Speaking at the press conference introducing (and, in DeAndre Jordan’s case, re-introducing) new Clipper players on Tuesday, Smith dropped a Latrell Sprewell-like statement that did not go unnoticed by Orlando Sentinel columnist David Whitley:
“At the end of the day, you know, I do have a family,” he said. “So it is going to be a little harder on me this year. But I’m going to push through it, you know.”
You know? I know. You’re going to be raked over for this in the comment section.
Smith has made nearly $94 million in his NBA career thus far, and even with the insane real estate prices in Los Angeles and stiff tax considerations, he won’t be clipping coupons any time soon. If he actually does turn his career around, something we’ve been tapping our foot and waiting on for years, he will be able to take advantage of the massive uptick in salary cap space next season and act as a potential eight-figure a year consolation prize from a dumb team that thought they could get Kevin Durant.
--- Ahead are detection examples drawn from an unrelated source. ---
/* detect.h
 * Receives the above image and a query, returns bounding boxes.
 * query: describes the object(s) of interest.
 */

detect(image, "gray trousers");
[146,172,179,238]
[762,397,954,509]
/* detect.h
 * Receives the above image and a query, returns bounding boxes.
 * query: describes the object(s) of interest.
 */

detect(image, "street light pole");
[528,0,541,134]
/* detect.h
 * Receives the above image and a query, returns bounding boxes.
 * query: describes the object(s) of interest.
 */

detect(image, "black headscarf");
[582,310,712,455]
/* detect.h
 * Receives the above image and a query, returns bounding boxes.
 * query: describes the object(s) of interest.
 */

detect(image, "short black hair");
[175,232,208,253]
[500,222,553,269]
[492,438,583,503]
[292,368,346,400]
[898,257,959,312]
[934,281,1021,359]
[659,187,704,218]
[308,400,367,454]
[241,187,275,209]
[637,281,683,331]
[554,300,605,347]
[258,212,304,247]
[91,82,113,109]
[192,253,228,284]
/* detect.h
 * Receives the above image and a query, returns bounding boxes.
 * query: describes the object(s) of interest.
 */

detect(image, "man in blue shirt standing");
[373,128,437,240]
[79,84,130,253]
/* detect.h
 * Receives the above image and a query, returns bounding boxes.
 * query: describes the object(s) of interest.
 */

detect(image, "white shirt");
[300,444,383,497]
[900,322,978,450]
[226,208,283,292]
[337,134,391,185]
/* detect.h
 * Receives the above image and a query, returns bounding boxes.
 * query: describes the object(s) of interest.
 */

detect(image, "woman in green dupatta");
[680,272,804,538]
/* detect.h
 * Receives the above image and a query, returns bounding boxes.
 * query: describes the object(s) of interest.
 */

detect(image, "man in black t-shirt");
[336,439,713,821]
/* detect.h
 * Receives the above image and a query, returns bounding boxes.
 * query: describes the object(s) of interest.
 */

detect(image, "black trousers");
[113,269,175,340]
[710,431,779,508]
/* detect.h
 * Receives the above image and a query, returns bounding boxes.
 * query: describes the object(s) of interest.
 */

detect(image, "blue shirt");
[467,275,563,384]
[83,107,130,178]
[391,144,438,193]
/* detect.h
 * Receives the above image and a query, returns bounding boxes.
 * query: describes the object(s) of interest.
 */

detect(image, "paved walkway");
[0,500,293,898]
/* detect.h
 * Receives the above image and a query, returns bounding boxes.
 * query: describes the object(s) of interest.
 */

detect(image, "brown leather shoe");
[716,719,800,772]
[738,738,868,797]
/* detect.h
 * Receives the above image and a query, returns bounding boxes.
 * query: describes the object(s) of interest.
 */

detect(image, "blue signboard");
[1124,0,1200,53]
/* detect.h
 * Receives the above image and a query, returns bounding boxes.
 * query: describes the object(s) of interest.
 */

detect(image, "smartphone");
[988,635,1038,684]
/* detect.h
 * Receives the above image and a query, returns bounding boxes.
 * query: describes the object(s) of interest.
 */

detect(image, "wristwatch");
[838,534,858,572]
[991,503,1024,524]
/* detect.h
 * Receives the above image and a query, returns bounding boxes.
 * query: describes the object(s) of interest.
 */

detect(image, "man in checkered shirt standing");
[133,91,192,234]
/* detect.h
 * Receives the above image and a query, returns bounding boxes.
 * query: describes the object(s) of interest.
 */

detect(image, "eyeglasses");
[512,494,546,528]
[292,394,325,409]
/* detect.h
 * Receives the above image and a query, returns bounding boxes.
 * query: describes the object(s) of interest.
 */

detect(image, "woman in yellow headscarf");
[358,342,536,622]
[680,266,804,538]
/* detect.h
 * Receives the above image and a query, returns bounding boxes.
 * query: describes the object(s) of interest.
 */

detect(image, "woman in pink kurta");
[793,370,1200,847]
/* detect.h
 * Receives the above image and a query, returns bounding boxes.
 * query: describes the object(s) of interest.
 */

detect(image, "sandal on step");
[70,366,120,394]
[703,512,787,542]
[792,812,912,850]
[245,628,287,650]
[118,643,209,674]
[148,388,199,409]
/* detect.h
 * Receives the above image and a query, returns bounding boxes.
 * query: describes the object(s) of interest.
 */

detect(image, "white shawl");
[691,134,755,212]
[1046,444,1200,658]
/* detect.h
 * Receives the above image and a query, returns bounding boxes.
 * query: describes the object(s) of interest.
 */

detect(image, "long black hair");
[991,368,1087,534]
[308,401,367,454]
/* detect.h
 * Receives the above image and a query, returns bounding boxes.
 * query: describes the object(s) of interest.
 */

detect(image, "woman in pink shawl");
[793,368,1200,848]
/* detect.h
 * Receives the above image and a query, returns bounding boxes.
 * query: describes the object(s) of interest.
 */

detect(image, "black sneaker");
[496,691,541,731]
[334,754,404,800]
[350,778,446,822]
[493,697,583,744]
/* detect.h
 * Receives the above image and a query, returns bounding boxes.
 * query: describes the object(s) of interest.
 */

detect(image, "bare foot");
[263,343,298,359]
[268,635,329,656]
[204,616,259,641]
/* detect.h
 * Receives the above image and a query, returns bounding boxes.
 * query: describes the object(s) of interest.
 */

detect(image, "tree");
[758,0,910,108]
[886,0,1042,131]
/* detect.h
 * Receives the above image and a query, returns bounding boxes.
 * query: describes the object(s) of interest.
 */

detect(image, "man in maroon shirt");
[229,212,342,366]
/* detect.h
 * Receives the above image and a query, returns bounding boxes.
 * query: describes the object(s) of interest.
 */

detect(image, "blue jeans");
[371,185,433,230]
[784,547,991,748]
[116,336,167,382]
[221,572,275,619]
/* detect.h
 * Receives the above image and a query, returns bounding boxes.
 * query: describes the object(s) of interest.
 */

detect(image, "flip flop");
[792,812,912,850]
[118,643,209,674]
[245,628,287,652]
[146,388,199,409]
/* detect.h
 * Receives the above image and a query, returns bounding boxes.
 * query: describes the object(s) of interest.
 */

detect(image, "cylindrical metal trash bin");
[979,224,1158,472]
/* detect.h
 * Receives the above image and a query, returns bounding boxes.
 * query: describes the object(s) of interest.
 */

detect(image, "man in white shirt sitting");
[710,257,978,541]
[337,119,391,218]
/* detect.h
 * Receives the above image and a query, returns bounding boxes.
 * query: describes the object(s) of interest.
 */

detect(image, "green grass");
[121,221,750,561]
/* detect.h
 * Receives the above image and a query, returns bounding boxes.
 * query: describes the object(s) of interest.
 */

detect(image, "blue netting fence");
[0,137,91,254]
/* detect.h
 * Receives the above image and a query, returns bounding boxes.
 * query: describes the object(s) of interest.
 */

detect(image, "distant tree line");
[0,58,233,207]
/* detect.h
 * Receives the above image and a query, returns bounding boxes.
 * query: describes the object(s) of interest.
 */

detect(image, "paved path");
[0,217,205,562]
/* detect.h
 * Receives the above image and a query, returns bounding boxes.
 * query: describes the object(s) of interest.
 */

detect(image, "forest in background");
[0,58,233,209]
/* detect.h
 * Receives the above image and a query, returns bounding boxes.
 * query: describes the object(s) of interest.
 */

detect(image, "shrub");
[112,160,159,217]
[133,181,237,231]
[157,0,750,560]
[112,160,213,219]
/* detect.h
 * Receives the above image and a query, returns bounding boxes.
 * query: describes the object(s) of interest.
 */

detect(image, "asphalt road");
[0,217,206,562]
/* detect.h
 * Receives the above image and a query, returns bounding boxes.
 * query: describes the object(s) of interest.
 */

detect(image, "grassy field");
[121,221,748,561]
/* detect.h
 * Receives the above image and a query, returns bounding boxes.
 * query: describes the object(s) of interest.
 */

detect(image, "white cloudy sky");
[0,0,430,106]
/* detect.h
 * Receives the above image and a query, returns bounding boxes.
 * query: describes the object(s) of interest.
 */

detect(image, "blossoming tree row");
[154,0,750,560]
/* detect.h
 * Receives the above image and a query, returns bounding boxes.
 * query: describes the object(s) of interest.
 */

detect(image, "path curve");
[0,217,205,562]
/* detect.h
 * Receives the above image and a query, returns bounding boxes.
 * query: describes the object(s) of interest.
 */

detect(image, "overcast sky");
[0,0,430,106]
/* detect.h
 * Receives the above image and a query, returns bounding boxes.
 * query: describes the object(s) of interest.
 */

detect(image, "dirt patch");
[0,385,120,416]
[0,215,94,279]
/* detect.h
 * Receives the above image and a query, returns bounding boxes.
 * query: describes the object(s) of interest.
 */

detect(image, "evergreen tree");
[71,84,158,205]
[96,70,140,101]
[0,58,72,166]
The forward signed a four-year, $54 million contract with the Pistons in the summer of 2013 after an up and down nine-year run with the Atlanta Hawks. Frustrated with his fit and his play during the first year and a half of his tenure in Detroit, the Pistons waived Smith using the stretch provision last December. This means the Pistons will still have to pay Smith the remainder of the contract they owed him, but in chunks of $5.4 million per year between now and 2019 as opposed to the yearly $14 million payouts in 2014-15 and 2015-16.
This is where the part about Josh Smith being completely correct comes into play.
Smith signed for below the $5.4 million the Pistons owe him in 2015-16, which in a way is good for him because it means the Pistons’ salary hit doesn’t have to make up the difference and he’ll make a combined salary of just under $6.9 million this year. That’s just under half of what he was set to make this season, $14 million, had the Pistons not waived him, or had they found a doofus to trade for him last season.
I don’t care who you are or what you’re making, when you budget for something and then your yearly salary is cut in half, that’s a shot to the system. Even if that $5.4 million will act as a nice chunk of change for a player who might not be in the NBA in 2018-19, at age 33.
Could Josh Smith have found a better way of saying things? Sure. Perhaps “harder” isn’t the right way to describe a change in plans from $14 million to $6.89 million. It is a hit, though. Especially as he’s reeling from a paucity of free agent options, being forced to take the minimum in what should be his prime in yet another attempt to play well and earn a long-term deal in the next offseason.
Smith played slightly better in Houston last season while attempting to rehabilitate his basketball image alongside good buddy Dwight Howard, but he wasn’t great. The only real change to his game was that he made a better percentage of his mid-range and paint looks, and took more three-pointers (which improved his league-worst True Shooting Percentage to that of the ranks of “just really bad”) at a below-average mark. He dished fewer assists and turned the ball over more, and his defense remained solid.
Houston was supposed to act as the rehabilitation center, playing 25 minutes as a super sub and working into the third round of the playoffs. He did start eight playoff games and made an above-average mark of 38 percent of his three-pointers in the postseason, but apparently that 17-game sample size (even against improved competition) wasn’t enough to sway teams into offering him a healthy, long-term deal.
Now he’s banking on playing three playoff series (or more) with the Clippers this season, though it’s doubtful that he’ll often see starters-level minutes on what is now a surprisingly deep Clipper team.
That realization, mixed with the limited free agent interest after a sound postseason run, has to be hard on the man. And it will be hard on his family to jump from town to town to town to town and to (we’re guessing) another town next summer, all in the space of three years.
You gotta find a better way to put this, though, Josh.